Van die grote gevoelens en zo, daar ben ik allemaal geen echte voorstander meer van. Ik heb het gezien en bekeken en ik heb er zo langzaam aan wat genoeg van, voor mij hoeft het niet meer zo nodig. Ik bedoel, kom het toch allemaal halen, je mag het hebben en je mag het houden, wat moet ik er mee ?

Je moest een plan maken, zeiden ze op de school, en dan moest je verder, altijd maar verder. Waarheen toch, in godsnaam ? Jongens, ik heb het geprobeerd hoor, ik heb echt op een bijna lachwekkend hartstochtelijke manier een aantal pogingen ondernomen om te leven in de echte wereld en onder de mensen, weet je wel, maar ik vond het zo’n vervelend gedoe allemaal. En ook vermoeiend natuurlijk, lastig jongens, lastig. Want je diende eigenlijk constant tegen iedereen te liegen dat je er zwart van zag en dat was niet alleen heel lelijk, je had er ook een dagtaak aan om te onthouden waarover je tegen wie had gelogen want soms diende je voor verschillende mensen verschillende leugens op te dissen. Ik had eigenlijk voor elk individu apart wel een leugen klaar. Zo had ik ooit – het was in de tijd dat ik als freelance ijskelderwitter aan de bak kwam – om indruk te maken op iemand waarvan ik wilde dat die van mij hield en in wier buurt ik graag vertoefde, aan die persoon had ik wijsgemaakt dat ik reporter was voor allerlei kranten. Dat leek mij wel een eerbaar beroep.
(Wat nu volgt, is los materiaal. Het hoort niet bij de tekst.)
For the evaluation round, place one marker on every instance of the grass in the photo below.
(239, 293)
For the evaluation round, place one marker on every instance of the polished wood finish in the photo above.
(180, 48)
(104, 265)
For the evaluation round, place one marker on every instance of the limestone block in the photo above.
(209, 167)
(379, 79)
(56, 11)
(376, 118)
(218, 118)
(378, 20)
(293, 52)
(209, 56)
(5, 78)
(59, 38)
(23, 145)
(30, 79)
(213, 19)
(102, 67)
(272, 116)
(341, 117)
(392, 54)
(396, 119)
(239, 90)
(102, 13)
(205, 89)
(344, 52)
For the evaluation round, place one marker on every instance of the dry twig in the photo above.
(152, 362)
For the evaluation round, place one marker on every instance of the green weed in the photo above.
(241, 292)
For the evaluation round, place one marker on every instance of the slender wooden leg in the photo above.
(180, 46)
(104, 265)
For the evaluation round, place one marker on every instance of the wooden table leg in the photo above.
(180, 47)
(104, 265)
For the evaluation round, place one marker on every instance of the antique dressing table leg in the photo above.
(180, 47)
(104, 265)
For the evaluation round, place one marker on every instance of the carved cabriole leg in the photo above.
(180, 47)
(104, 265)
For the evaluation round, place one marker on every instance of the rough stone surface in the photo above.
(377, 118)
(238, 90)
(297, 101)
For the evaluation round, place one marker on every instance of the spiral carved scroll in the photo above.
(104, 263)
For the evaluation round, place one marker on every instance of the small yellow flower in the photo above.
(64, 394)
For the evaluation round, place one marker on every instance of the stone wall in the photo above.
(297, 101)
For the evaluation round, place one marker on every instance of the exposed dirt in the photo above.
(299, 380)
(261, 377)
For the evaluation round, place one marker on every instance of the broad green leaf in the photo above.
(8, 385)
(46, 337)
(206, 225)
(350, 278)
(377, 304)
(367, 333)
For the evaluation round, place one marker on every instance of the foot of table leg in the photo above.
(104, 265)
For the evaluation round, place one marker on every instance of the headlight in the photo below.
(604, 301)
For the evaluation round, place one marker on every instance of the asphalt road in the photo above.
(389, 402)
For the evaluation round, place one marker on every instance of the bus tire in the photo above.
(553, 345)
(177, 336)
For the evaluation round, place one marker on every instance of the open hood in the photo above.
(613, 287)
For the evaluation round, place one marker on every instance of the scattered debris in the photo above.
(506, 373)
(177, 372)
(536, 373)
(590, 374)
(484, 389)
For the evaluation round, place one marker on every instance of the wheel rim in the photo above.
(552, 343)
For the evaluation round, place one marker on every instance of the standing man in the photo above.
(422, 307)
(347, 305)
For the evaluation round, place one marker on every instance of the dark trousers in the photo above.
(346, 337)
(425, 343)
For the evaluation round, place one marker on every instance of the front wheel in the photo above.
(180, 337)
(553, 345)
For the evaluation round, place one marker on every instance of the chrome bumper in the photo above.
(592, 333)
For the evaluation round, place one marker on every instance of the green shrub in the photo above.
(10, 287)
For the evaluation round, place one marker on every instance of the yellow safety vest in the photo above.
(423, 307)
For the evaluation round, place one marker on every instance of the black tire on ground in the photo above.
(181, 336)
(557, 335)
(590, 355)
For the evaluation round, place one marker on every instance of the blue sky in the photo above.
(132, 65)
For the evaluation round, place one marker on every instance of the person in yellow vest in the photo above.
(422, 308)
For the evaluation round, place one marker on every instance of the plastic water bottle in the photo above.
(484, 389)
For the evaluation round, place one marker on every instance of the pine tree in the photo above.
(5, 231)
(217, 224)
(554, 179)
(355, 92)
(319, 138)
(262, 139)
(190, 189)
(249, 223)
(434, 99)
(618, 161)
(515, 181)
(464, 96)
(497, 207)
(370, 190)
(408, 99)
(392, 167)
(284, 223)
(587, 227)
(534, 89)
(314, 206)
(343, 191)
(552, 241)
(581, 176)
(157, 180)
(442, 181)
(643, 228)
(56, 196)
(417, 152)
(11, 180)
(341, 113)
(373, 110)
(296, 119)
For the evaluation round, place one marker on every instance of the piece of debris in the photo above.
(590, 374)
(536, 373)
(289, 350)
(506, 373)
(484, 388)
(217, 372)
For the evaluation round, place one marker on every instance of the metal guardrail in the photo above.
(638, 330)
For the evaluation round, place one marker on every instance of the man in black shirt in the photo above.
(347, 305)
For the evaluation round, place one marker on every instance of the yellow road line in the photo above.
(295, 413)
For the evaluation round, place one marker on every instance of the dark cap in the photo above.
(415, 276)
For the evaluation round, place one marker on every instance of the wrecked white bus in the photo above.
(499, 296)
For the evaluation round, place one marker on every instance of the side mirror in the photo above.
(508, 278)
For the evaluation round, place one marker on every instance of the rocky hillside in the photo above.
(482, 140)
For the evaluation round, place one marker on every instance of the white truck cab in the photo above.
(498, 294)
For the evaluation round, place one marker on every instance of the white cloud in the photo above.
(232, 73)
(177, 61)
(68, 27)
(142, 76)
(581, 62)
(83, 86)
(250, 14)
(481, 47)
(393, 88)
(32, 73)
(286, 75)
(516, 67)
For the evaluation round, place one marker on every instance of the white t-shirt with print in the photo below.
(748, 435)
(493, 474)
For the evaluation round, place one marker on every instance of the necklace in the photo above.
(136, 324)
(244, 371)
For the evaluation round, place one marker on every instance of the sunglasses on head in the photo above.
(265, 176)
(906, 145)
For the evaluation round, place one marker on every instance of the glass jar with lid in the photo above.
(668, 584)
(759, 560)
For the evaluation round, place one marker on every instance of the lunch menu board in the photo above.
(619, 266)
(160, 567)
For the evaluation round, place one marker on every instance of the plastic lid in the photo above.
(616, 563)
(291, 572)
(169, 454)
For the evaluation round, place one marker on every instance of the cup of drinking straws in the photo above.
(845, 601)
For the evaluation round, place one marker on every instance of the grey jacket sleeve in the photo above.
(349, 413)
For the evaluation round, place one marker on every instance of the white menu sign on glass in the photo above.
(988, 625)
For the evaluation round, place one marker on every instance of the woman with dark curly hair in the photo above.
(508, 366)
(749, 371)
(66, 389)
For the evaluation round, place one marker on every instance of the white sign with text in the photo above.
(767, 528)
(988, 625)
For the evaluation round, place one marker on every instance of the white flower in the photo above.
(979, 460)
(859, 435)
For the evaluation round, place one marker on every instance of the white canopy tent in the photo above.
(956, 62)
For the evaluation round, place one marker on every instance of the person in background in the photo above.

En dan verzeilde ik, alsof de duivel ermee gemoeid was, in situaties waarbij die persoon dan samen met mij een ontmoeting had met mensen die wel van mijn ware beroep op de hoogte waren en dan moest ik met een rooie kop en met het bloed in mijn schoenen, opnieuw verse leugens gaan verzinnen om de eerdere leugens in een ander, meer geloofwaardig perspectief te plaatsen, wat van mijn geest op den duur een bijna literaire creativiteit begon te vergen. Ik diende ook voortdurend verhalen te verzinnen over allerhande relaties die ik dan bij wijze van spreken onderhield met allerlei lekkere meiden. Om een of andere reden had iedereen toen relaties met van die lekkere meiden, dus wat moest je anders doen om niet hevig uit de toon te vallen. Want hoewel ik in die tijd bijna letterlijk werd gestuurd die een aantal ledematen in de buurt van mijn buikstreek en ik al bijna woest werd bij het zien van een naakte tafelpoot, laat staan van een half ontblote kuit, toch bleven mijn pogingen om dat hele lustengedoe eens in werkelijkheid te beleven, vruchteloos. Ik zou hierbij trouwens toch eens een oproep willen lanceren om te vragen of iemand me dat nu eindelijk eens zou willen komen uitleggen hoe je dat in godsnaam ook aan boord moet leggen.
Nu goed, dit zijn allemaal van die belegen, melige jeugdherinneringen en God weet dat we daar onze buik van vol hebben. Maar volgende keer dan schrijf ik wel eens bijvoorbeeld een lekker vunzig griezelverhaal over een aantal afvallige nonnen die in een duistere abdij de Ram of iets dergelijks aanbidden, dan heb je lol. Ik bedoel, ik verzin altijd wel wat, het is allemaal niet zo moeilijk. En verder dienen we te berusten in stille dankbaarheid, dat is immers nog het eenvoudigste.
Maar van dat liegen, daar heb ik dus allemaal wel diepe spijt van maar gedane zaken nemen geen keer. En trouwens, wie veel heeft liefgehad zal veel vergeven worden, heb ik ergens gelezen. Een ding wil ik echter na die lange tijd toch eens rechtzetten. Al die jaren lang ben ik steeds een hevige fan geweest van Kylie Minogue, terwijl dat eigenlijk als bij wet verboden was door heel die politiek correct denkende journalistenschaar. Dat mocht dus niet, fan zijn van Kylie want het was een door de commercie gegenereerde soaptrut. En God weet dat ik meehuilde met de wolven in het bos en mijn lieve, kleine Kylie meerdere malen heb verraden door haar op allerlei sociale evenementen een domme kwekeend te noemen terwijl mijn hart bloedde en ik des nachts ten onder ging in tranen en diep naar haar wijze handelingen verlangde. Daarom, Kylie lieverdje, al kun je mij wellicht niet horen, en hoewel de wereld onze liefde versmaadt, wil ik je van hier uit melden dat ik je liefheb en dat ik je mis. Ooit, dan komen wij samen.